2013 Malibu Eco Sales Hit by Old Model Discounts

Chevrolet’s Malibu Eco, the mild hybrid, which represents the first of the 2013 Malibu models, is facing stiff competition, from the old conventional 2012 version.

With incentives on the 2012 to help dealers clear out old inventory, the new Eco, on sale since March, hasn’t got off to a good start, especially since it costs around $6,000 more than the old model.

Furthermore, with the base model will not be available until later this month and has been criticized for its cost and performance compared to “true” hybrid versions of such cars as the Ford Fusion, Hyundai Sonata, and Toyota Camry. The Malibu is EPA rated at 29 mpg combined versus the Ford Fusion’s 39, Hyundai Sonata’s 37 and Camry Hybrid’s 41 mpg. What’s more, it’s only around $600 cheaper than the current Sonata Hybrid and its cousin, the Kia Optima Hybrid.

Additionally, with base models of these other cars, nearing the Malibu Eco’s fuel economy numbers (the regular Camry, Optima and Sonata get 28 mpg combined) and costing significantly less (well over $3,000 in most cases), GM’s strategy of introducing the Eco model six months before the conventional Malibu is so far proving to be more a hindrance than a benefit.

However, despite around 7,000 Eco models being sold from March through June, versus some 10,000 2012 Malibus, GM says sales are meeting expectations. Chevrolet’s director of marketing, Russ Clark, recently said, “the car’s performing about where we thought it would.”

If the base, 2.5-engine 2013 Malibu is able to deliver similar fuel economy numbers to the Camry and Sonata and also it’s Eco sister, things aren’t likely to bode well for the latter, especially given current economic conditions, where many car shoppers are looking to stretch a buck that much further.

However, Clark said the base Malibu won’t incorporate the same level of content as the Eco, which comes standard with the MyLink info entertainment system among other things.
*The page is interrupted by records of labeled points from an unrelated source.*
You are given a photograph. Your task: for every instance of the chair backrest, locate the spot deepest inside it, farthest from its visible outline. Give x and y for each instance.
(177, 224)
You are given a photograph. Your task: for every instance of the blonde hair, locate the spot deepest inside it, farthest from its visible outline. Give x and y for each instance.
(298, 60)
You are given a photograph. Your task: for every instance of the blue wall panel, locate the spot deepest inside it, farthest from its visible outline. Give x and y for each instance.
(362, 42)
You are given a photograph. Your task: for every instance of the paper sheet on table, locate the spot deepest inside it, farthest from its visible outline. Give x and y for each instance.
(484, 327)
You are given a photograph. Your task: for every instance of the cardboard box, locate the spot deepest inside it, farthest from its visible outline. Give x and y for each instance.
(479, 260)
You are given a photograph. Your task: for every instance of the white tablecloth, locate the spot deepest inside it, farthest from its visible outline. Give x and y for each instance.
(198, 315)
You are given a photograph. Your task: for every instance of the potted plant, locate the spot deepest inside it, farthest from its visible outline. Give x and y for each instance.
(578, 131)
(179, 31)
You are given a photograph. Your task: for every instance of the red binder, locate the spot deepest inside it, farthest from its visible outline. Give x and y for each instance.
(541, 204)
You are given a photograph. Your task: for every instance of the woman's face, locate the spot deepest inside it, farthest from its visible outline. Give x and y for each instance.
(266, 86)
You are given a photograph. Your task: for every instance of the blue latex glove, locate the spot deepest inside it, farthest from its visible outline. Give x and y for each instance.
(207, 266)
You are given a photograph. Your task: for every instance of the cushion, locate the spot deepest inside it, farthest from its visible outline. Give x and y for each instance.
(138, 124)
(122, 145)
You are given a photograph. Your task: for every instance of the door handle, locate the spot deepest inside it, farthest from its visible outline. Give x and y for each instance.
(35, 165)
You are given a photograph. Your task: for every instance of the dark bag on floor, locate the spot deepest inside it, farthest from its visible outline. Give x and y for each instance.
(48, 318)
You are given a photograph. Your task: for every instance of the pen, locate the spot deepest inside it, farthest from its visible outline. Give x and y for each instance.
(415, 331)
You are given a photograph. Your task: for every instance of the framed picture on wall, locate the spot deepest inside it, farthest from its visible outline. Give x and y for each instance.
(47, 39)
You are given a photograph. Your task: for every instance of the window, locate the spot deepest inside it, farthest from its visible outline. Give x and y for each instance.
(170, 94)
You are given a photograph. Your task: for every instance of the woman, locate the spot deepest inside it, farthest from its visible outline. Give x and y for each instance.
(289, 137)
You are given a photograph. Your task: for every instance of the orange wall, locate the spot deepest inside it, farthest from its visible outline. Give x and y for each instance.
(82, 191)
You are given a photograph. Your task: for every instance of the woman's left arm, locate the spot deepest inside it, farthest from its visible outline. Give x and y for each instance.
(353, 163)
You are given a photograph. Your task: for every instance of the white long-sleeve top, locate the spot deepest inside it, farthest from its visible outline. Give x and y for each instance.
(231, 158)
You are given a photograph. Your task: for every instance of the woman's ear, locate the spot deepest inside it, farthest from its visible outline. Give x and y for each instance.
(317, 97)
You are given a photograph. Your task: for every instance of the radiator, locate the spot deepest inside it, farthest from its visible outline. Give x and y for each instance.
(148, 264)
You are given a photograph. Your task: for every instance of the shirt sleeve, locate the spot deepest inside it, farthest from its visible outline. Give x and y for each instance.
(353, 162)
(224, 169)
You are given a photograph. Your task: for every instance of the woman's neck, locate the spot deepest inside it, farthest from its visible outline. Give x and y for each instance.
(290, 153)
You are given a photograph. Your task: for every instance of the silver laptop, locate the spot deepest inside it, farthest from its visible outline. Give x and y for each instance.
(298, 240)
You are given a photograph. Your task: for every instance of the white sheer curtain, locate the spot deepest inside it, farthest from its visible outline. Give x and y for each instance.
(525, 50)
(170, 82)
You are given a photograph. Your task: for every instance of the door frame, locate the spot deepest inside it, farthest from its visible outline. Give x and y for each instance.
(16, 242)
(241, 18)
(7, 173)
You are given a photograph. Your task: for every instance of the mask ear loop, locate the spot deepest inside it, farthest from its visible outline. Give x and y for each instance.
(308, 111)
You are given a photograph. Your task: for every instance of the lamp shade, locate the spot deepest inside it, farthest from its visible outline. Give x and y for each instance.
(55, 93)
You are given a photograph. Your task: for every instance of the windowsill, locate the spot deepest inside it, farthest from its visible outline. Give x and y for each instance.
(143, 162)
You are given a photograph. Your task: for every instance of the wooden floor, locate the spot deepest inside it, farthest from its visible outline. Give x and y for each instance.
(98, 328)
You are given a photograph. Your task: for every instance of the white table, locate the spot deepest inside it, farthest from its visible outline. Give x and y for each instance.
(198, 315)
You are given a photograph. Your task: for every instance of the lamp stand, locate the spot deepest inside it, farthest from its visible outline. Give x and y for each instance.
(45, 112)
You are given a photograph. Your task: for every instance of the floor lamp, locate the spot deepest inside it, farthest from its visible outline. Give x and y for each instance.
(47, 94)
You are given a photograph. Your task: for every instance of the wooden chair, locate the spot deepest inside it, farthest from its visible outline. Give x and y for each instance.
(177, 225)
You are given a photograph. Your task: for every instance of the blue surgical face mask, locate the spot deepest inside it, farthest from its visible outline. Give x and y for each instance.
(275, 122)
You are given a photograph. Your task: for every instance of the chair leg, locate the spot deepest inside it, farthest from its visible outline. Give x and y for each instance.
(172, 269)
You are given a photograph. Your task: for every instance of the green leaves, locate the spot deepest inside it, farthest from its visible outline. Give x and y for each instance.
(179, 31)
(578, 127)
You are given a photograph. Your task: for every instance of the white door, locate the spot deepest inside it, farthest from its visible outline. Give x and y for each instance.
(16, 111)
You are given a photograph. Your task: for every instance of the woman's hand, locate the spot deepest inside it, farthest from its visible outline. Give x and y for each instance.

Still, if consumers continue to emphasize price (which means dealers will be less likely to sell more highly optioned models) and the popularity of full hybrids continues to grow, then its likely cars such as the Malibu Eco will have a rather short shelf life.

Automotive news via Auto Guide

  • Van

    How does this compare with the Ford Taurus with Start/stop?

  • c_harnett

    The Camry hybrid LE, with far better fuel economy and far fewer conventional features as standard has been handily outselling the Malibu Eco (which dealers have been discounting).

    From this, we can conclude that hybrid buyers want a hybrid that actually saves big on fuel.

    This is not a surprise to anybody who checked sales of the original BAS hybrids vs the Prius.

    But it would seem that GM has still not gotten the memo.

  • Josh Cooper

    The thing is just too expensive for what you get. It’s like that with all hybrids sadly, people still don’t save enough money to really compensate the cost of fuel for a regular vehicle.